Something like "Oma" I think is interesting. It flirts with trance, but the melody is so insidious that even if you loathe that genre it transcends any objection you might offer. Did you work very hard on those top-lines and melodies?
The whole record was very intuitive and immediate, as I think music should be. The biggest force that electronic music has is that this end product of one person in a studio—unlike a band, who're discussing every element—is emotionally very pure, somehow. But this has to happen quickly, because as soon as you start diving in to change and rearrange everything, it can lose its magic. I'd make loops, test them on the live show and the arrangements sort of happened on the fly.
We've talked a lot about the more populist aspects of your music. But, equally, you are not afraid of including strange, potentially opinion-splitting elements — such as the Waa Industry vocal on a new track, "Papageno." Others would filter out those weirder elements, do those idiosyncrasies appeal to you?
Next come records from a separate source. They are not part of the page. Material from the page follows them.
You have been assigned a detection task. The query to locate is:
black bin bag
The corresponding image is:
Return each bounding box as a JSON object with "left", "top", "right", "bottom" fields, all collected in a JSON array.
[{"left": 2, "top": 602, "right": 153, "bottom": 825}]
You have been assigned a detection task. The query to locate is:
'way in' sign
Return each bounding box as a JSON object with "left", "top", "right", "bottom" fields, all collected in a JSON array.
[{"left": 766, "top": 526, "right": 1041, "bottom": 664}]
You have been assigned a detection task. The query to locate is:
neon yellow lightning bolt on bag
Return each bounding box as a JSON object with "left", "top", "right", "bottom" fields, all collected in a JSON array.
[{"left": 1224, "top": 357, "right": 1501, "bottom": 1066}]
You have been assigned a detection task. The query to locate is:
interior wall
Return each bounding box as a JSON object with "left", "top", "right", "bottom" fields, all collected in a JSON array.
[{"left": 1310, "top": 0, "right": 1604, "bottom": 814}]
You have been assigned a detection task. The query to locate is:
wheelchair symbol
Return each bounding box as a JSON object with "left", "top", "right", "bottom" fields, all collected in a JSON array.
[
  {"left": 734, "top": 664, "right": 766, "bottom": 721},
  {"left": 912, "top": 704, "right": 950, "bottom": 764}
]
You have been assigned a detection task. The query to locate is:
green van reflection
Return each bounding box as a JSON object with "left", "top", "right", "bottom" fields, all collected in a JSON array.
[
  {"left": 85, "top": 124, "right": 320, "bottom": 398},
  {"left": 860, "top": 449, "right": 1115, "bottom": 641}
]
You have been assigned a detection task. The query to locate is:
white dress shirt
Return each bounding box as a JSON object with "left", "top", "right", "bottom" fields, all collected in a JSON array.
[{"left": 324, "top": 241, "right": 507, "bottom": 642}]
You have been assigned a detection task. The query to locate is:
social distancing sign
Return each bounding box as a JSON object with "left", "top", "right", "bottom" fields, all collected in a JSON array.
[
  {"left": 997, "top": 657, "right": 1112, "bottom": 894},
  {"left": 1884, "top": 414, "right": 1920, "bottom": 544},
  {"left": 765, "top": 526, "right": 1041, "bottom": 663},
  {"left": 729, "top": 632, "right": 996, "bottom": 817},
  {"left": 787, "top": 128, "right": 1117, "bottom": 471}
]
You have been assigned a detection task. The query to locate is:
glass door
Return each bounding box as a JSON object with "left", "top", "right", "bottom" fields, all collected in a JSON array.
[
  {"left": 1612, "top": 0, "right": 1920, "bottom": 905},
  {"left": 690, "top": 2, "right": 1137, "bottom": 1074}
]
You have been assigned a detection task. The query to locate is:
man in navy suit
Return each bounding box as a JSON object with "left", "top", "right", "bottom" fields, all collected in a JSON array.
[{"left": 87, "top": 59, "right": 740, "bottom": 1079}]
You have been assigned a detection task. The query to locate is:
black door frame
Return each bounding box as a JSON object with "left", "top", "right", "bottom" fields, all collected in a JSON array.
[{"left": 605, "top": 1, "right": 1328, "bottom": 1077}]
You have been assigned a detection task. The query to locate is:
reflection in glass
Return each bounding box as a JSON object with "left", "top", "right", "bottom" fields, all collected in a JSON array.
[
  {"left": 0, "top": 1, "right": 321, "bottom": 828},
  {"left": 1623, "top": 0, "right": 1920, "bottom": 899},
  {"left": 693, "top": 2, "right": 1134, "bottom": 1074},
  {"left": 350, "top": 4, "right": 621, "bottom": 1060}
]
I love the quirky, charismatic bits. With "Papageno" I wanted it to have this stark contrast between the madness, the techno noise, and the almost folkish break in the middle. It seemed at a certain point I was the only one who believed it could actually work, but this is exactly what we should be doing. This is what techno and production should be: challenging the norm, trying something crazy.
Kölsch plays this year's South West Four in London, which runs August 23rd to 24th.